OpenAI wins dismissal of trade secret lawsuit by Musk's xAI

A federal judge on Monday dismissed a lawsuit by Elon Musk’s artificial intelligence company xAI that accused rival Sam Altman’s OpenAI of stealing its trade secrets.

US District Judge Rita Lin in San Francisco said xAI failed to show that OpenAI induced former xAI engineer Xuechen Li to misappropriate trade secrets or that Li disclosed xAI trade secrets in a presentation he delivered while OpenAI was recruiting him.

Lin dismissed the case with prejudice, saying it would be ”futile” for xAI to continue. She dismissed an earlier version of the lawsuit in February.
Originally filed last September, the lawsuit claimed that former xAI employees took confidential information including source code related to the Grok chatbot when they left for new jobs at OpenAI.

The xAI business is part of Musk’s rocket, satellite and AI company SpaceX.

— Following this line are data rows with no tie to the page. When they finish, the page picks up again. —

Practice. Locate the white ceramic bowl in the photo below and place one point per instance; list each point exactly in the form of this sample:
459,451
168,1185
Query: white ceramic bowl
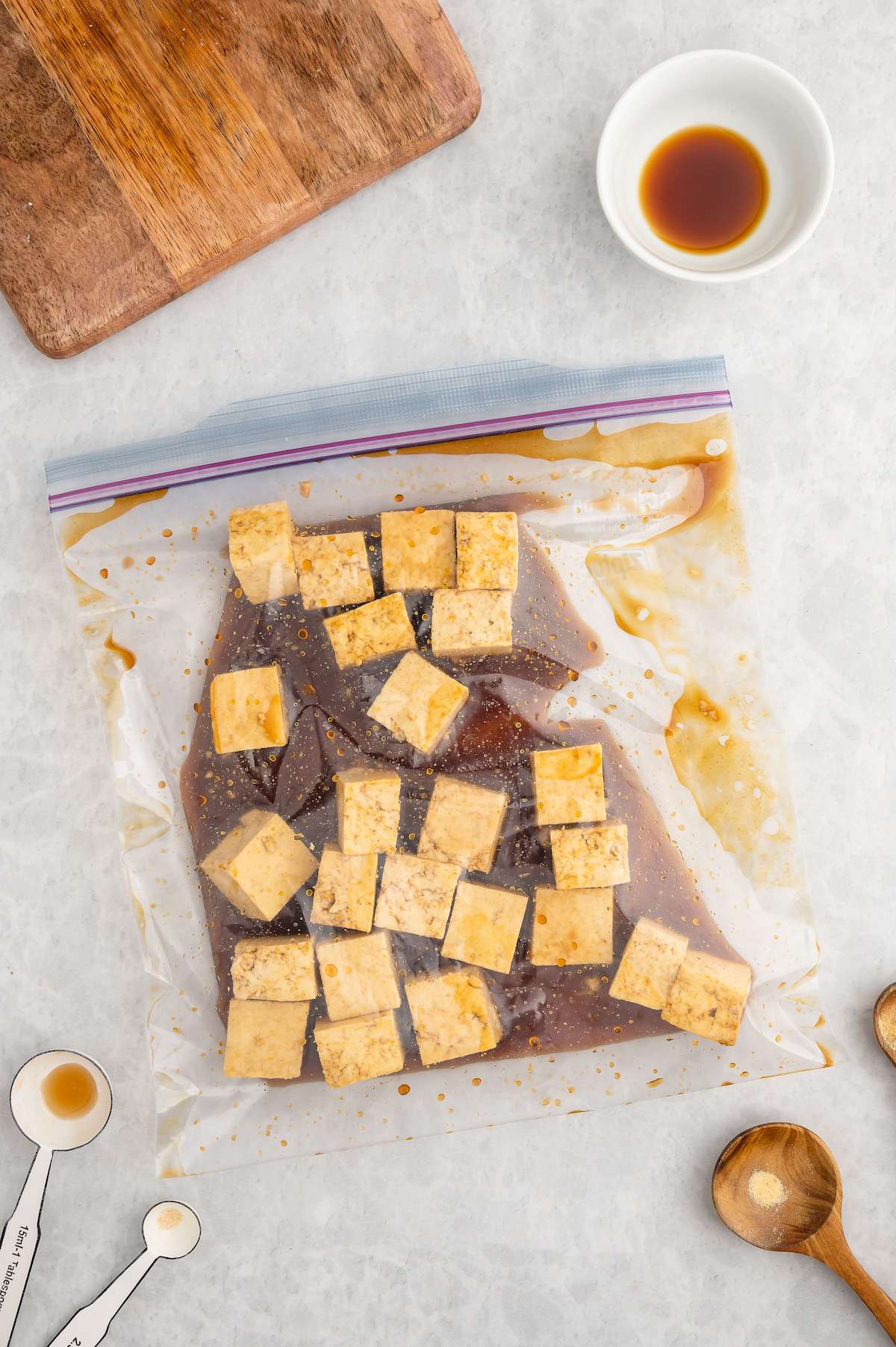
750,96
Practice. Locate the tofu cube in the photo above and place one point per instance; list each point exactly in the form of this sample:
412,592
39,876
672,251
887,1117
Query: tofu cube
370,809
453,1015
591,859
573,926
485,926
247,710
418,703
274,968
708,997
415,895
487,550
266,1039
345,889
358,1050
472,621
333,569
261,541
418,549
462,824
261,865
650,963
358,975
569,784
371,631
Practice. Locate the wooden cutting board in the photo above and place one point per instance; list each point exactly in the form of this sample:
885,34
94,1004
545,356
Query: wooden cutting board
146,146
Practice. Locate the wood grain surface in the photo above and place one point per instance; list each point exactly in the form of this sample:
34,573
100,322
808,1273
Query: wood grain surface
146,146
800,1211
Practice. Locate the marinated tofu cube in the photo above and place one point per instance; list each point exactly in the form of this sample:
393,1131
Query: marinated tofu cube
415,895
462,824
487,550
418,703
261,541
261,865
274,968
333,570
569,784
573,926
371,631
266,1039
345,889
370,807
453,1015
591,859
247,710
472,621
650,963
708,997
358,1050
485,926
358,975
418,549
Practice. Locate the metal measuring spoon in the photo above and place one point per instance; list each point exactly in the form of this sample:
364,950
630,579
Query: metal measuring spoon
779,1187
60,1101
170,1230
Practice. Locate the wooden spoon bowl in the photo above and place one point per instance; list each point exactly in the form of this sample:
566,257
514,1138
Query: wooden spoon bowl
806,1171
886,1021
779,1187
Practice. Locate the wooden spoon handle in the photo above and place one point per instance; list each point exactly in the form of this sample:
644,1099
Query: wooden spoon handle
844,1263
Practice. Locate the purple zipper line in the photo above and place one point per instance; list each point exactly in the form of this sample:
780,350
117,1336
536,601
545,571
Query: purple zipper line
344,447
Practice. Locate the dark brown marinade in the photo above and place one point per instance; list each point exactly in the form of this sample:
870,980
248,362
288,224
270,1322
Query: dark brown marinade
544,1010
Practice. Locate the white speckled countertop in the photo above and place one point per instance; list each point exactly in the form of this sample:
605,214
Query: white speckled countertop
581,1228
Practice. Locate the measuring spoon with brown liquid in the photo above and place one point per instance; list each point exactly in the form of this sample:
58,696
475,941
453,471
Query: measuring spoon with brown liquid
60,1101
779,1187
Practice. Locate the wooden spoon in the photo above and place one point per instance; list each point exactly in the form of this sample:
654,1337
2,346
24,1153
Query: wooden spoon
779,1187
886,1021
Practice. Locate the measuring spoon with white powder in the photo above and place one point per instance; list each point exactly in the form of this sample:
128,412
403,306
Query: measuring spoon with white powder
60,1101
170,1230
779,1187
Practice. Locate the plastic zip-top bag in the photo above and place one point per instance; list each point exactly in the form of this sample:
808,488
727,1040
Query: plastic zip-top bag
449,794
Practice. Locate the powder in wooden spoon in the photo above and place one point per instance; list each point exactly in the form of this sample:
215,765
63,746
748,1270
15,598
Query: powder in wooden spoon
887,1023
765,1189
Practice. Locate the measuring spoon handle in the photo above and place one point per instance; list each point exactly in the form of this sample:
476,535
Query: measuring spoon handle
19,1242
90,1325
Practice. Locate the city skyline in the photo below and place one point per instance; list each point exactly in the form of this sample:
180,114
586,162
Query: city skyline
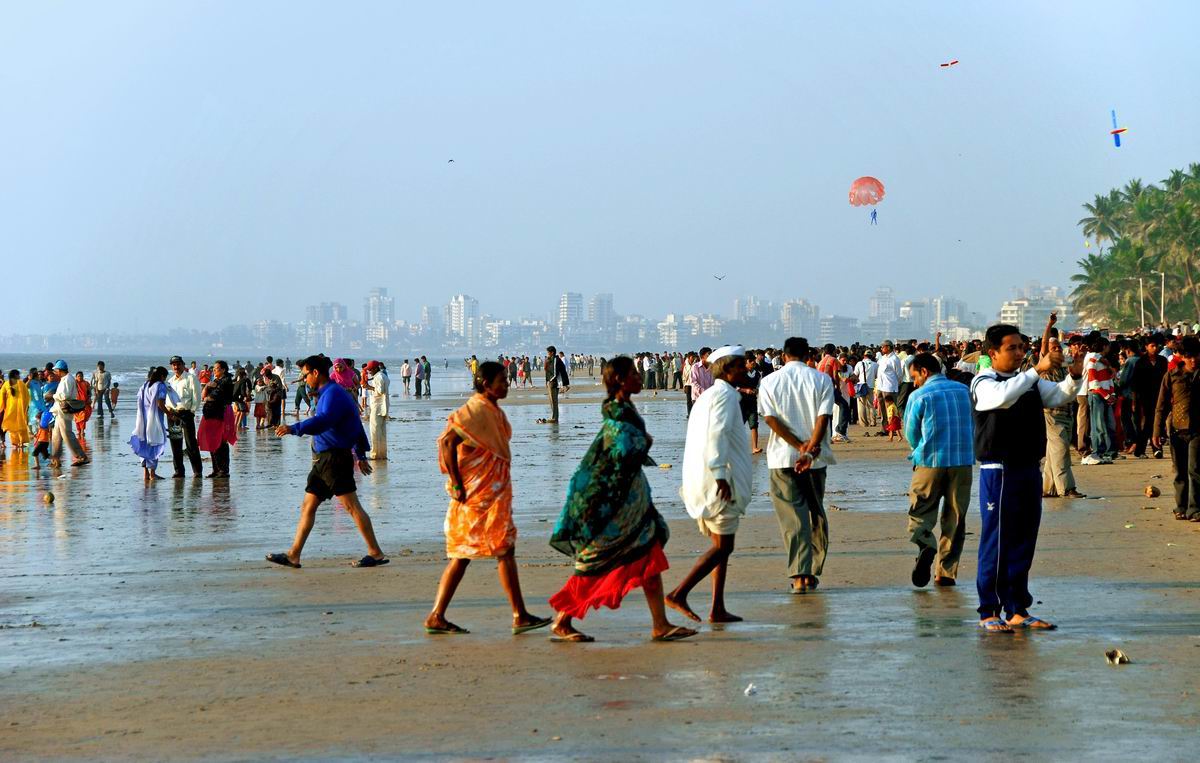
593,323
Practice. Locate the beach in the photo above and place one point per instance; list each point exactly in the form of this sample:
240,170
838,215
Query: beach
142,623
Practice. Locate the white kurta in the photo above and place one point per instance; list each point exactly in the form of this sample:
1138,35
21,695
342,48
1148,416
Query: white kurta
718,448
378,407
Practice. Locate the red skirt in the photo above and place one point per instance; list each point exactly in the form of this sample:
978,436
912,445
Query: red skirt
591,592
214,432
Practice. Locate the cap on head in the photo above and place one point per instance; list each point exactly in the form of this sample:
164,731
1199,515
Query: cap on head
736,350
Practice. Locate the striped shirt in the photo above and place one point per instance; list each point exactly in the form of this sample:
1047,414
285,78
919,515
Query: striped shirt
940,425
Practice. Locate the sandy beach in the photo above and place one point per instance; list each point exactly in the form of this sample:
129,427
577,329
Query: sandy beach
165,636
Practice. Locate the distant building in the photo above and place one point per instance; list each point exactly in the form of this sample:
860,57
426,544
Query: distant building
462,318
839,330
600,312
882,305
570,311
1031,308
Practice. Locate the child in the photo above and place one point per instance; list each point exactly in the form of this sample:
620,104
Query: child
892,416
42,442
259,403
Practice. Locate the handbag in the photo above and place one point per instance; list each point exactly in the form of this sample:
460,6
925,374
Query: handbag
72,404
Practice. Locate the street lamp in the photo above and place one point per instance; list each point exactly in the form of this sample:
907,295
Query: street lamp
1162,300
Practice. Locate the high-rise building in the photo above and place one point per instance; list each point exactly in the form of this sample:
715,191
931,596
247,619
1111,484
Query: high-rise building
839,330
378,307
325,312
600,312
882,305
570,311
801,318
462,317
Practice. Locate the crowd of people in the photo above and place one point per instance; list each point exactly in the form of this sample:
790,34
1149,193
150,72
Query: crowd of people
1012,404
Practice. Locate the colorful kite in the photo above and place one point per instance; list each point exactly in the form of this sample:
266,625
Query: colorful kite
865,191
1116,131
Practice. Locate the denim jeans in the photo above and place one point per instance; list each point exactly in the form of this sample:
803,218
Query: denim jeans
1103,426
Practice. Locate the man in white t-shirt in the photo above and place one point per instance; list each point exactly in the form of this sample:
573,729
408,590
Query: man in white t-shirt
797,404
64,419
887,379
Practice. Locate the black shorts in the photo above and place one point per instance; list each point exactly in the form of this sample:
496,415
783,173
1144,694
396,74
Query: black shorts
333,474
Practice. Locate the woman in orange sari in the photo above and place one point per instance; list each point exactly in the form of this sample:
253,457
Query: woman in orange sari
474,455
84,395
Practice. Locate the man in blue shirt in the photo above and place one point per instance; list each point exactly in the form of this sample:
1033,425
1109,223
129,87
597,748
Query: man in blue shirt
339,440
940,425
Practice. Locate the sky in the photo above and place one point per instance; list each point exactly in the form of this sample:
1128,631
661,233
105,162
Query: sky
201,164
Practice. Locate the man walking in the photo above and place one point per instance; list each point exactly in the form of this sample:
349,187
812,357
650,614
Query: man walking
887,380
101,386
337,440
1011,442
183,414
797,404
1177,420
377,409
64,418
700,378
718,479
556,373
940,426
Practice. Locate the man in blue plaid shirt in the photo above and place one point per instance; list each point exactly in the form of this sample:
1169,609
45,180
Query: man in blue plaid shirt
940,425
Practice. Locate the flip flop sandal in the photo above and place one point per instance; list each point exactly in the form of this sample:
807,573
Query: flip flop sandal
1035,624
676,634
538,623
370,562
995,625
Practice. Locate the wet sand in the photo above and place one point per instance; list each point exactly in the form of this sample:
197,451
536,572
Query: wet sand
162,635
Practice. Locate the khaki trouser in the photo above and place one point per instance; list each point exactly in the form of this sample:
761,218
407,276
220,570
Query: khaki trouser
64,433
1056,475
951,487
1083,425
865,412
799,506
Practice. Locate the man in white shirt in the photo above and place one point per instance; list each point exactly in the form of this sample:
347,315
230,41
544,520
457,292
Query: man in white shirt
864,371
377,410
64,419
797,404
184,414
887,379
718,478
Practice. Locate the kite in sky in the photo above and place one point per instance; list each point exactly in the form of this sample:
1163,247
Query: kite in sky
1116,131
865,191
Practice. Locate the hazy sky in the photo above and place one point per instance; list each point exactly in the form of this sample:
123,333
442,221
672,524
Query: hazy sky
201,164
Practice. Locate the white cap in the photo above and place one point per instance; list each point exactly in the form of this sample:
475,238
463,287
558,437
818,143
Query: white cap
725,352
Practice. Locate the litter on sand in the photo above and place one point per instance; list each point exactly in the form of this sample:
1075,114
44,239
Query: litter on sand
1115,656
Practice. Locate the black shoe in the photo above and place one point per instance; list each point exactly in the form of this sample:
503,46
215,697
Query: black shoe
922,570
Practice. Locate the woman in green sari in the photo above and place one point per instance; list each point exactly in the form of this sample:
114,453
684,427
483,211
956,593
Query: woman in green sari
609,524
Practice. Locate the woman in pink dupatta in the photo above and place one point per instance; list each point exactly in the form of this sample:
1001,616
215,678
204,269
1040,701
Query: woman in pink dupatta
474,455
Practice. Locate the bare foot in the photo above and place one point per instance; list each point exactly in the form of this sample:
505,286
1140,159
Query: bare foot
723,617
681,605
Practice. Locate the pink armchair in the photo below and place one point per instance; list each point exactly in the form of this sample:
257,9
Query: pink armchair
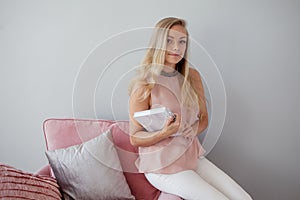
62,133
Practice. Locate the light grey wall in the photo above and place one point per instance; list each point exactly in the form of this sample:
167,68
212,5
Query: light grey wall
255,44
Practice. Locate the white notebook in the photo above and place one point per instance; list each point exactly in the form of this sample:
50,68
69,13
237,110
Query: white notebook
153,119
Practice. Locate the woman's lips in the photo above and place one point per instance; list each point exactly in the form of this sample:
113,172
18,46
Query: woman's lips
173,54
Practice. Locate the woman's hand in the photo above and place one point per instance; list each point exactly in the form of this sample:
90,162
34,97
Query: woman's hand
171,126
189,131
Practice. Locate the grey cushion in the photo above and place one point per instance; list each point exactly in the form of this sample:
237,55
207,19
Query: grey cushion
90,170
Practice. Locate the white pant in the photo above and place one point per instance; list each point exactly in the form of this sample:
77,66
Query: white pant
207,182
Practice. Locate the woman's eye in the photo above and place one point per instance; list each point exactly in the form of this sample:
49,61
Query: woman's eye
169,41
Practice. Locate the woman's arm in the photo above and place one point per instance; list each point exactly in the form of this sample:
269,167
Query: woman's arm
198,87
138,135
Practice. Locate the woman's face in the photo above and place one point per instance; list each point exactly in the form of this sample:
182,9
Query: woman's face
176,45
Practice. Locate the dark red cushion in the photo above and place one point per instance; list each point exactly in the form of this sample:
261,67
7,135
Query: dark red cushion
139,185
16,184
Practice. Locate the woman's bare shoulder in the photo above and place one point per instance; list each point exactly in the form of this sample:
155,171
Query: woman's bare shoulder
194,74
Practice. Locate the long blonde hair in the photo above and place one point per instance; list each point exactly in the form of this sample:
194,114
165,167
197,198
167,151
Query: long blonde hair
154,60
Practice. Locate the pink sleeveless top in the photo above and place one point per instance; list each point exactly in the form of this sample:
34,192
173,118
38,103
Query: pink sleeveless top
175,153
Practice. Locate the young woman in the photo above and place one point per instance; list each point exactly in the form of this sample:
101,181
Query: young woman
172,158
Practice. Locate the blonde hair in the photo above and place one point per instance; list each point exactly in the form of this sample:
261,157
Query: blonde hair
154,60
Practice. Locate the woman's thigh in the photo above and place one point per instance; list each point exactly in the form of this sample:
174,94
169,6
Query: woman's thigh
186,184
220,180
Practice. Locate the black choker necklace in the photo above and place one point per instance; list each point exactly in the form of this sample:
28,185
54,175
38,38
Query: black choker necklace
169,74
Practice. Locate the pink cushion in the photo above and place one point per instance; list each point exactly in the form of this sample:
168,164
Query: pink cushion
62,133
16,184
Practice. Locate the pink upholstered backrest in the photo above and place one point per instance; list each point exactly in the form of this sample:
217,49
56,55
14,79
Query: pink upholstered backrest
62,133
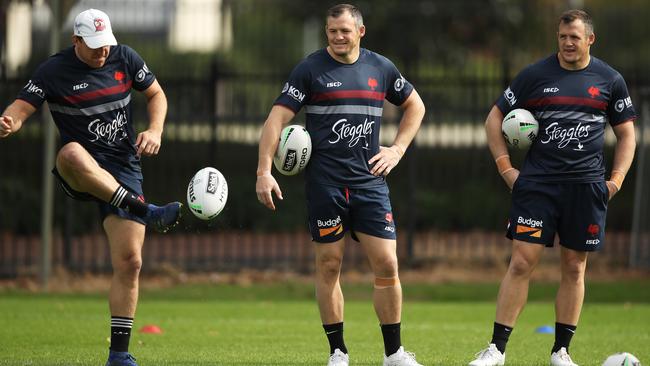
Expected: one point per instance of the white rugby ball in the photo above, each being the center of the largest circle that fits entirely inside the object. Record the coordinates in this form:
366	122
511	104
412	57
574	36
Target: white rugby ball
622	359
519	128
207	193
294	150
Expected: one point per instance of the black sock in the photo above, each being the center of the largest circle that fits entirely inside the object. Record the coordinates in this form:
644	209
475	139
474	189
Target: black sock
120	333
563	335
334	333
500	336
392	340
129	201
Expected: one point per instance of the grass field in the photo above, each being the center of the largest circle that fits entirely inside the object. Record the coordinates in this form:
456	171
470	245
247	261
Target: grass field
279	325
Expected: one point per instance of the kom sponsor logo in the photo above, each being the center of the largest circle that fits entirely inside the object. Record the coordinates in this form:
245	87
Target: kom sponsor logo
293	92
530	227
329	226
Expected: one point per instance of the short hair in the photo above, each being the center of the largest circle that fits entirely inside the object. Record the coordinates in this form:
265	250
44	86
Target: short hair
336	11
570	15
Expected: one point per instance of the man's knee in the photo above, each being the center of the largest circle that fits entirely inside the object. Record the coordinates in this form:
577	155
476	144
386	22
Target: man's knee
386	282
386	267
329	266
128	264
71	157
521	266
573	270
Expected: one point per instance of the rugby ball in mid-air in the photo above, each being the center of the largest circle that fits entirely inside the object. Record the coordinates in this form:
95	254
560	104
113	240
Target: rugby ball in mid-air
207	193
622	359
293	151
519	128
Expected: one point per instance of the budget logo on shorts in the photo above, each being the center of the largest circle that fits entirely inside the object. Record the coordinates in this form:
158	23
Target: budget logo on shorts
531	227
329	226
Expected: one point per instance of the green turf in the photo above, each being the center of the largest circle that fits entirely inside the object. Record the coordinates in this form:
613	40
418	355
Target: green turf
278	325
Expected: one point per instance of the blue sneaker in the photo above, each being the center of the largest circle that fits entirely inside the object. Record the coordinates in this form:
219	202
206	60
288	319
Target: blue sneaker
163	218
120	359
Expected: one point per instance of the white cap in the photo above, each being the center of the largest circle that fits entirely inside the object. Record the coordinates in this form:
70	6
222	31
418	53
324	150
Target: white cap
95	28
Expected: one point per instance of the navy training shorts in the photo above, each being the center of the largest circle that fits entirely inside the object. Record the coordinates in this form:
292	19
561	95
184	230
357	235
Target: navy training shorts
576	212
335	210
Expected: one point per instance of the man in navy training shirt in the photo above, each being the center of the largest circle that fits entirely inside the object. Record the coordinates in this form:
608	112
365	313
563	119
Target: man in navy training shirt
561	187
342	89
88	89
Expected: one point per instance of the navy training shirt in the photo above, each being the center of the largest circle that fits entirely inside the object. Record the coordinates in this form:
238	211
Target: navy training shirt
343	106
572	108
93	106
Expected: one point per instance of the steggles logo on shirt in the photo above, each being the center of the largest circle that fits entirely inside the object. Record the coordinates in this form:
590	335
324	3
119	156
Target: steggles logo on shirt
109	132
352	134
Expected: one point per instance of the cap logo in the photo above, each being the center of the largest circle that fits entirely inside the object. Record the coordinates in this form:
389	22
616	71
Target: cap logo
99	24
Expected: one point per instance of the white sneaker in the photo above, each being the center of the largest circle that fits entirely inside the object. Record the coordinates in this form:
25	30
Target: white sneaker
490	356
561	358
401	358
338	358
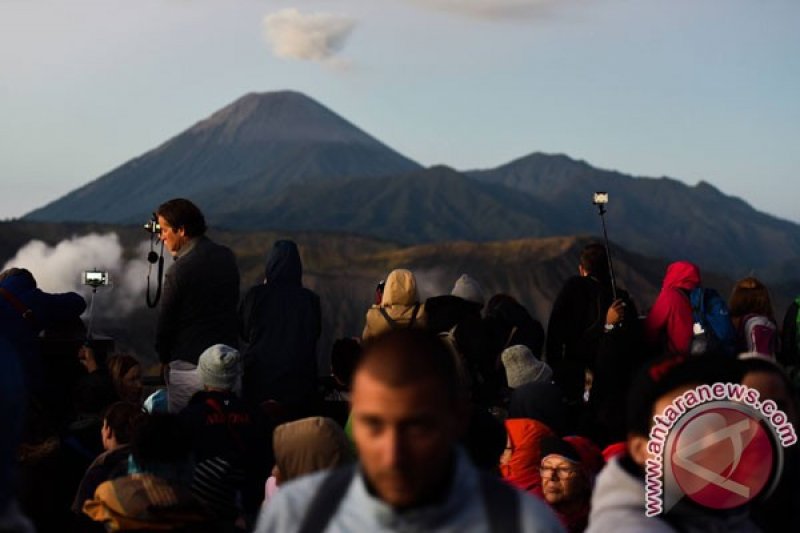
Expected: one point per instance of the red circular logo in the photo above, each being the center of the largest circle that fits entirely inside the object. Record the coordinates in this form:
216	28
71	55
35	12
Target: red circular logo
722	458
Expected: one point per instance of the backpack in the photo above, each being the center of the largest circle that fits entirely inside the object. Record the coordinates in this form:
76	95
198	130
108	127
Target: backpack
500	499
393	323
760	334
713	330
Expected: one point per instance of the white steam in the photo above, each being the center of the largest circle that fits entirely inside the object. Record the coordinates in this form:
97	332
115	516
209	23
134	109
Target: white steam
307	36
60	268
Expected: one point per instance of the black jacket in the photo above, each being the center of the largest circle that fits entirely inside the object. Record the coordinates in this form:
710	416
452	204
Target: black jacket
280	325
198	305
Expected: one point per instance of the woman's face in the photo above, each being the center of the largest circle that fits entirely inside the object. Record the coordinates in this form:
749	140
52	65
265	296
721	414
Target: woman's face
562	480
131	386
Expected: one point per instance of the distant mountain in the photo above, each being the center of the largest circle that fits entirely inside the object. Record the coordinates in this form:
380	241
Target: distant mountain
437	204
343	269
656	217
282	161
257	145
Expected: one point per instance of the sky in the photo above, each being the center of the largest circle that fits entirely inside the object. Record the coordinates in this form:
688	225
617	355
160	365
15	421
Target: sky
691	89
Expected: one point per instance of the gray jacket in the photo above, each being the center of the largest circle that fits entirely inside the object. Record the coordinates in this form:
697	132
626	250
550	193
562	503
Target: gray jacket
462	510
198	303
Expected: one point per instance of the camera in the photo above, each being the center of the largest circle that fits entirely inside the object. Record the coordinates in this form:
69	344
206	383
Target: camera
152	225
95	278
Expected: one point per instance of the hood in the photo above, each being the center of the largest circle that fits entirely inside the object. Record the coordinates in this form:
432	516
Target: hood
310	445
401	288
283	264
522	467
538	401
19	282
681	275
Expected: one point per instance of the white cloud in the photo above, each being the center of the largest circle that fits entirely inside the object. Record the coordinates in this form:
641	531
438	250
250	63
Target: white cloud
308	36
491	9
59	268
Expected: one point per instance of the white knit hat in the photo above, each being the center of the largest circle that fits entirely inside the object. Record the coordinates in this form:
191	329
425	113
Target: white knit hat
523	367
468	289
220	366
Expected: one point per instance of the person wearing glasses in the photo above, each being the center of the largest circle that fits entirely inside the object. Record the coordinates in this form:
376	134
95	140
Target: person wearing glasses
568	478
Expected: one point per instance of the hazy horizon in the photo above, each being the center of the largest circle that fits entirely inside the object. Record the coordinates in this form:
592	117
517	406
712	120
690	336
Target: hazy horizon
700	90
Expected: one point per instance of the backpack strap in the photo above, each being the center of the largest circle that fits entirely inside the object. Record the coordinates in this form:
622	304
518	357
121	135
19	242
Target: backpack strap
327	499
413	315
393	323
235	436
389	320
24	311
501	502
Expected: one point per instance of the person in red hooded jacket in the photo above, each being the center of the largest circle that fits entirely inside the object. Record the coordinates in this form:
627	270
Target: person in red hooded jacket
669	323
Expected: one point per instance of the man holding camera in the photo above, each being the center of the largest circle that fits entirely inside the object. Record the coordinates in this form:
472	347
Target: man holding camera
198	305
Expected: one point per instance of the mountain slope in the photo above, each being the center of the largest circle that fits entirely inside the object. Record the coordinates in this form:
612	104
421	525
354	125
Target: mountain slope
259	143
657	217
433	205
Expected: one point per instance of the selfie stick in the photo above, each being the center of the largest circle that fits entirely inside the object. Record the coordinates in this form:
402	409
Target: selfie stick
153	258
601	206
91	314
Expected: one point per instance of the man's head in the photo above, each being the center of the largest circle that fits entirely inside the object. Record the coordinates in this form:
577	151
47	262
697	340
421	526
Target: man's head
180	221
659	383
119	424
565	480
408	412
22	273
220	367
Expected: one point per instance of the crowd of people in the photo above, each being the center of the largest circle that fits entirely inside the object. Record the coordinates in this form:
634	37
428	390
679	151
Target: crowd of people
456	412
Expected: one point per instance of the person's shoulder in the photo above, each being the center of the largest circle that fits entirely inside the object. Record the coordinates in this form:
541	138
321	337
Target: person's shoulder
286	510
535	515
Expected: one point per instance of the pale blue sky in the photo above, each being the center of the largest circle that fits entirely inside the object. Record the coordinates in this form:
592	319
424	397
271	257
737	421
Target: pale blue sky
691	89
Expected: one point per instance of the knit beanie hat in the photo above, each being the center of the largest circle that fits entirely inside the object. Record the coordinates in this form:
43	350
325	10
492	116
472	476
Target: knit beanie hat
220	366
523	367
468	289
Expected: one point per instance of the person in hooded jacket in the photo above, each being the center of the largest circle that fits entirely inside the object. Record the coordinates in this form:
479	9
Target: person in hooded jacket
669	323
400	306
280	326
25	311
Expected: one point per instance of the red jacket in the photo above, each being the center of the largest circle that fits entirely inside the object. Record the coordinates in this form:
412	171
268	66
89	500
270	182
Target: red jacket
522	469
671	313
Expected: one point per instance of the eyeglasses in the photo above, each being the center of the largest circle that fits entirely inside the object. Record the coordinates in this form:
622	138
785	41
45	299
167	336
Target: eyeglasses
562	472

Lawyers for xAI did not immediately respond to requests for comment.

Earlier, on May 18 a US jury had ruled against Elon Musk in his lawsuit against OpenAI, finding the artificial intelligence ​company not liable to the world’s richest person for having allegedly strayed from its original mission to benefit humanity.

In a unanimous verdict, the jury in Oakland, California, federal court said Musk ‌brought his case too late. The jury deliberated less than two hours.

The three-week trial had widely been seen as a critical moment for the future of OpenAI and artificial intelligence generally, both in how it should be used and who should benefit from it.

In his lawsuit, Musk had accused OpenAI, Altman and Brockman of manipulating him into giving $38 million, then going behind his back by attaching a for-profit business to its original nonprofit and accepting tens of billions of dollars from Microsoft (MSFT.O), opens new tab and other investors.